There is! In fact, we have already started this with Madara. Madara uses the Substrate framework to allow anyone to build their own zk-powered L2/L3 solution on top of Ethereum. What we need next is the Polkadot relay chain in the form of a shared sequencer. So basically, if we can reuse the Polkadot relay chain but
-
Remove the verification part as that happens on the L1 via zk proofs
-
Commit the order of transactions to the L1
-
Optimise the nodes and consensus algorithms to support Tendermint/HotStuff
We can get shared sequencers as mentioned before. Obviously, this is easier said than done. However, I believe this path is more pragmatic than rebuilding the sequencers, standards and frameworks from scratch. Polkadot has already solved a lot of problems in a chain-agnostic way which we can borrow for Ethereum.

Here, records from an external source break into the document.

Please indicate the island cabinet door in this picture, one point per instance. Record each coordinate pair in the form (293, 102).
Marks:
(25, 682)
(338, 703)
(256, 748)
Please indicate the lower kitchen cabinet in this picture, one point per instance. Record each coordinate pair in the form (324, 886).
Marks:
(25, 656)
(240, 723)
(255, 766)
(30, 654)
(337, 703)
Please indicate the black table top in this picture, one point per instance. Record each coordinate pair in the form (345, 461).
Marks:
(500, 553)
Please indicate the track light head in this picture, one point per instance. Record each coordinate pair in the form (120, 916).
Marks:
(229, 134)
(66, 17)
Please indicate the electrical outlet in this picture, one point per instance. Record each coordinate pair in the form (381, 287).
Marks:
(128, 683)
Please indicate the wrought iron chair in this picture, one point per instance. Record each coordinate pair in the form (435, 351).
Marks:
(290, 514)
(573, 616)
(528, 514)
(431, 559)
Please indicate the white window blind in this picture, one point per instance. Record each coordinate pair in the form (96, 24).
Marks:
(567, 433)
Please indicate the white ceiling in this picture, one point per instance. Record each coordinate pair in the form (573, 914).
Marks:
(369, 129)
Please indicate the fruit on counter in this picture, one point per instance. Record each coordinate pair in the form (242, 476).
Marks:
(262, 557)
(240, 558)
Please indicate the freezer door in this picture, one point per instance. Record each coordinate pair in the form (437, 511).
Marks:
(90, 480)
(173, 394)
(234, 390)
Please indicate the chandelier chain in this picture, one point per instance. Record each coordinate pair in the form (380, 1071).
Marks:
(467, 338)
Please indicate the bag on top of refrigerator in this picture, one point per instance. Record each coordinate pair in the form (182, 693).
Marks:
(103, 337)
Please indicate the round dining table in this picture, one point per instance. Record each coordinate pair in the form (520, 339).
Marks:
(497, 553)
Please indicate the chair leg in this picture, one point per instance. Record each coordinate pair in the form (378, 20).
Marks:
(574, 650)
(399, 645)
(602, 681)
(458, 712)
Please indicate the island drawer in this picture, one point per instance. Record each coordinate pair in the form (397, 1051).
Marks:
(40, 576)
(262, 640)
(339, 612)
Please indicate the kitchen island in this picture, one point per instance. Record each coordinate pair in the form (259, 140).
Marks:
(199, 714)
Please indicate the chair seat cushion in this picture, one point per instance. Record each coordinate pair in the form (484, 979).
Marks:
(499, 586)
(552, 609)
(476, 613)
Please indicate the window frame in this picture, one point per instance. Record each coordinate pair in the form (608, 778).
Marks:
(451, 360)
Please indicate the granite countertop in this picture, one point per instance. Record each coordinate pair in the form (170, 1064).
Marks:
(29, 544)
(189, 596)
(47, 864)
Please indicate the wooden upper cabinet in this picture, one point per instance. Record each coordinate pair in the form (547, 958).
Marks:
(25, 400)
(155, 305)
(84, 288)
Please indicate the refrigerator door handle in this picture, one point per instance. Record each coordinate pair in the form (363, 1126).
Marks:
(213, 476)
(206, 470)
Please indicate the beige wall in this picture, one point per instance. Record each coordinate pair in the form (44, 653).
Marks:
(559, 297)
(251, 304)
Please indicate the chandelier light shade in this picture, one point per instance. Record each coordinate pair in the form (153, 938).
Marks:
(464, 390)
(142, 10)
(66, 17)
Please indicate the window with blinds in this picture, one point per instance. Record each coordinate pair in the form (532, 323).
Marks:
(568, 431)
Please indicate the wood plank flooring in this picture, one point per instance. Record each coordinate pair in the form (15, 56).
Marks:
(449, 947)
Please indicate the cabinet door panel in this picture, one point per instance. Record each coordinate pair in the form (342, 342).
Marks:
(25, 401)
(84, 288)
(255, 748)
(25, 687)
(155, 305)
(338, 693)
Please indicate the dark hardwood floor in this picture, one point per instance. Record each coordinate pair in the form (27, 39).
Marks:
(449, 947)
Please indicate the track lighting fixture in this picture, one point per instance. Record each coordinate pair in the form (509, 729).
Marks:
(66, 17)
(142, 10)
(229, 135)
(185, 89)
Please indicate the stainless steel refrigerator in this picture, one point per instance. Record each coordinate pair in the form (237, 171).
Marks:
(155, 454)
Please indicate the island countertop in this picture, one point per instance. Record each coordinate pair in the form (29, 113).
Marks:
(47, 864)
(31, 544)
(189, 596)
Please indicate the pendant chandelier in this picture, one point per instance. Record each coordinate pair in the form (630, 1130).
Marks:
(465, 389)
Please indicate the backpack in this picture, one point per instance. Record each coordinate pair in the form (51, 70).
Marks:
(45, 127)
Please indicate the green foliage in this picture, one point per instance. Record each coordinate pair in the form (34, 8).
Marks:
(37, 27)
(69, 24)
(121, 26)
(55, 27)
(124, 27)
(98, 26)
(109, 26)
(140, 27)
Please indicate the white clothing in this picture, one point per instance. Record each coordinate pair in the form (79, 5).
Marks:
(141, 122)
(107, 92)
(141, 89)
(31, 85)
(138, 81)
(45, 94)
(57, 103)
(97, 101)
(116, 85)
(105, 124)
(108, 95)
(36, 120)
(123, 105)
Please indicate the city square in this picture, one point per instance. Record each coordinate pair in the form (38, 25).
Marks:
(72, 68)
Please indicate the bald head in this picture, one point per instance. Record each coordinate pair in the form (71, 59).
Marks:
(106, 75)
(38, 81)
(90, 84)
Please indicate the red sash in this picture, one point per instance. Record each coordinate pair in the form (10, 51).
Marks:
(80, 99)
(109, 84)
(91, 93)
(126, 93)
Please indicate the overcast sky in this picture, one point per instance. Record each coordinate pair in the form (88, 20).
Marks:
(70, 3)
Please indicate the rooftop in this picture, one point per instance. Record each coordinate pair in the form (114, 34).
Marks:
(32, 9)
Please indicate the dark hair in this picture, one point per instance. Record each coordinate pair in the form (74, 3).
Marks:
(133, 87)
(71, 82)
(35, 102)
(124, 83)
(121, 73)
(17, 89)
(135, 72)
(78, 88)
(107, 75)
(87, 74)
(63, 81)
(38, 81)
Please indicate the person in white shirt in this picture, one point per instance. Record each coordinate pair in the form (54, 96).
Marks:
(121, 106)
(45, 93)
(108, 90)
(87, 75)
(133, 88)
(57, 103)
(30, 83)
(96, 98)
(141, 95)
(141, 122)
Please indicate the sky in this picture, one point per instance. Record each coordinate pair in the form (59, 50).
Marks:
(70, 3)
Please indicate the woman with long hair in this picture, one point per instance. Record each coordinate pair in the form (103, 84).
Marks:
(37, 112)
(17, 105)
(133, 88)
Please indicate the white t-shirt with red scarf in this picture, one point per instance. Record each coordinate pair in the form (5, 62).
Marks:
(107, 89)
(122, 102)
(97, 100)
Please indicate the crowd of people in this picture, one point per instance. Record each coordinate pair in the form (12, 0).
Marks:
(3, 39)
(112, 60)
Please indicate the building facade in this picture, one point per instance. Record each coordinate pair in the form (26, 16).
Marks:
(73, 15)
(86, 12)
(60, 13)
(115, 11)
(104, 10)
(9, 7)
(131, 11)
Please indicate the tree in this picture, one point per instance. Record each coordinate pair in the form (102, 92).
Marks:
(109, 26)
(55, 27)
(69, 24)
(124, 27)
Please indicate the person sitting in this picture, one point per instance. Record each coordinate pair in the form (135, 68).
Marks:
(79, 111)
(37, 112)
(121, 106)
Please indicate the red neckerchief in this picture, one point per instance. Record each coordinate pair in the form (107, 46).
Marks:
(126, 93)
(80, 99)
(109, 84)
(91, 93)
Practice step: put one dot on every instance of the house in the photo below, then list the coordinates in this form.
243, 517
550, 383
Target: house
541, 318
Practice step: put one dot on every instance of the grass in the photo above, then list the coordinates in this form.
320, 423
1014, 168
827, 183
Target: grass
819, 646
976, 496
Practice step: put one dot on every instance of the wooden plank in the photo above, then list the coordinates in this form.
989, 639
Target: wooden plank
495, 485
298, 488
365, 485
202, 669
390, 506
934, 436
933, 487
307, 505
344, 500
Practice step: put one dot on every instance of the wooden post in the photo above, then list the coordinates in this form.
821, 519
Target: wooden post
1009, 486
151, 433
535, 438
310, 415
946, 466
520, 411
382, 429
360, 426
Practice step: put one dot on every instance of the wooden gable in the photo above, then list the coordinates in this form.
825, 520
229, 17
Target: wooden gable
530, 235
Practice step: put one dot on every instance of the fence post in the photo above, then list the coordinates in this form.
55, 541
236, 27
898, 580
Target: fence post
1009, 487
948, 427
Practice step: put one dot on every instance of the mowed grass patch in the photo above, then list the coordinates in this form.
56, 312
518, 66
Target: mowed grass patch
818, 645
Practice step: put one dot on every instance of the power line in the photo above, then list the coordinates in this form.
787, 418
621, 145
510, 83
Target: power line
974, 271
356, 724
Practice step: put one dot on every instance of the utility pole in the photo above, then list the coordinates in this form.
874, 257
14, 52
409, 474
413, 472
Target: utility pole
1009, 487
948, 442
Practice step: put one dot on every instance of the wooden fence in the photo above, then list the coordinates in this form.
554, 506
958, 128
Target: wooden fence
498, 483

As a side product, we get
-
An active set of developers that continue to build and educate the world about Substrate
-
An active developer tooling set and a strong community
-
A lot of active parachains can choose to settle on Ethereum as well if they wish to do so (we saw Astar do the same recently with the Polygon CDK)
Conclusion
My main idea behind writing this post is to open the discussion amongst the broader ecosystem of Starknet and Ethereum. I feel the shared sequencing model will play an important role in the decentralisation of not only Starknet but also all the app chains that consider building on top of it. As long as we are confident about the app chain thesis and zk scaling, a thorough analysis of the shared sequencing model is inevitable. Moreover, as Madara is moving towards production and Starknet has started its work on decentralisation, I feel this topic is now important to address. Hence, I request everyone reading this to leave any feedback/suggestions you have about the topic. Looking forward to reading your thoughts!
Appendix
Polkadot vs Cosmos
Cosmos, similar to Polkadot, has been solving for a multi-chain future for many years now. As a result, it has made a lot of developments with the Cosmos SDK and IBC and we also see a lot of app chains building on top of the Cosmos ecosystem. Hence, it’s only fair to consider Cosmos as well for this approach. My personal view on this topic is that Polkadot is more relevant as it solves the shared sequencers problem whereas Cosmos requires each app chain to build its own validator set. Moreover, Substrate has always been built in a chain-agnostic way to allow developers to build blockchains with no assumptions about consensus algorithms or the Polkadot ecosystem. This is also the reason why we chose Substrate for Madara. However, with that being said, my experience on Cosmos is limited and would love to hear more on this from the more experienced folks! You can also find more about the comparison of the two networks here.